The recently overhauled Intelligence and Security Committee appears to have failed its first major test. For some years I, and other critics, have been saying that, as the watchdog of the intelligence services, it is both toothless and blind. Not only did the Committee have little understanding of the world that it was supposed to be monitoring, but it also lacked the necessary powers to investigate that world.

Some of those criticisms were answered when the Committee was recently given increased powers including the use of a specialist investigator. This was something that the Committee originally had, but which was withdrawn when it proved a little too effective for the services’ liking. Sadly, although the Committee now has some of the resources it needs, it still seems to lack the necessary understanding to make effective use of those new tools.

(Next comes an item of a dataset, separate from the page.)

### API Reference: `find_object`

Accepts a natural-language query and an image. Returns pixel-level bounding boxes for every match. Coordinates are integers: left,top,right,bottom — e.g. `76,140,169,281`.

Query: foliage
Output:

The first indication of this is the imminent publication of the Committee’s investigation into events surrounding the brutal murder of Fusilier Lee Rigby. Apparently, and as expected, the Committee will exonerate the intelligence services from any culpability. But it has now become clear that the Committee did not consider evidence from key witnesses, in particular regarding the allegation that constant pestering and threats from the intelligence services, were, in part, responsible for the radicalisation of the murderer. This might not appear to be so important, but bearing in mind the story printed below concerning Jamal Osman together with other stories elsewhere, there is a body of evidence that the services are being heavy handed in their recruitment approaches and that this might be having an adverse effect in the communities where they work. This is surely a matter for the Committee to consider as, if true, it has considerable implications for future security and intelligence work.

The sort of harrassment to which Osman and others have been subjected, seems so crass that it is scarcely believable – reminiscent in some ways of the tactics of certain police forces in the 1960s when they were recruiting criminal informants (“work for us or it will be trouble for you, sonny” etc). After scandals such as that of the West Midlands Serious Crime Squad in the 1970s, the police successfully adapted their agent handling techniques which became far more effective. I know that because I have been involved in it. The corresponding problem with the intelligence services is, as ever, that blanket secrecy leads to an invulnerability to outside scrutiny and poor practices are allowed to continue unchecked. That is why I suspect that these abuses are continuing. The evidence is not conclusive, but it is at least worthy of someone’s consideration.

With such gaping holes in what should have been a fairly straightforward investigation, the omens for the Committee’s far more wide-ranging Privacy and Security Inquiry, caused in no small part by the Snowden revelations, do not look promising. The ISC still seems to have two key problems: the first is lack of understanding of how the intelligence services operate. In the past this was countered to a certain extent by Committee members such as Meta Ramsay who had experience of the intelligence world. As these people were also political creatures, this was not a perfect solution, but it did help. Sadly the Committee no longer has this expertise. The second problem is that although the Committee now has powers to investigate, its chief investigator is a retired senior police officer, not someone with an intelligence background. The methods and culture of the police world are as different from those of the intelligence world as white knight from black bishop. I suspect that he is blundering in the dark. Cynics will no doubt comment that this is the very reason he was chosen for the job without objection from any of the services.

The Committee, created in 1994, remains a work in progress. One reform has been made, but it appears that further reforms are needed.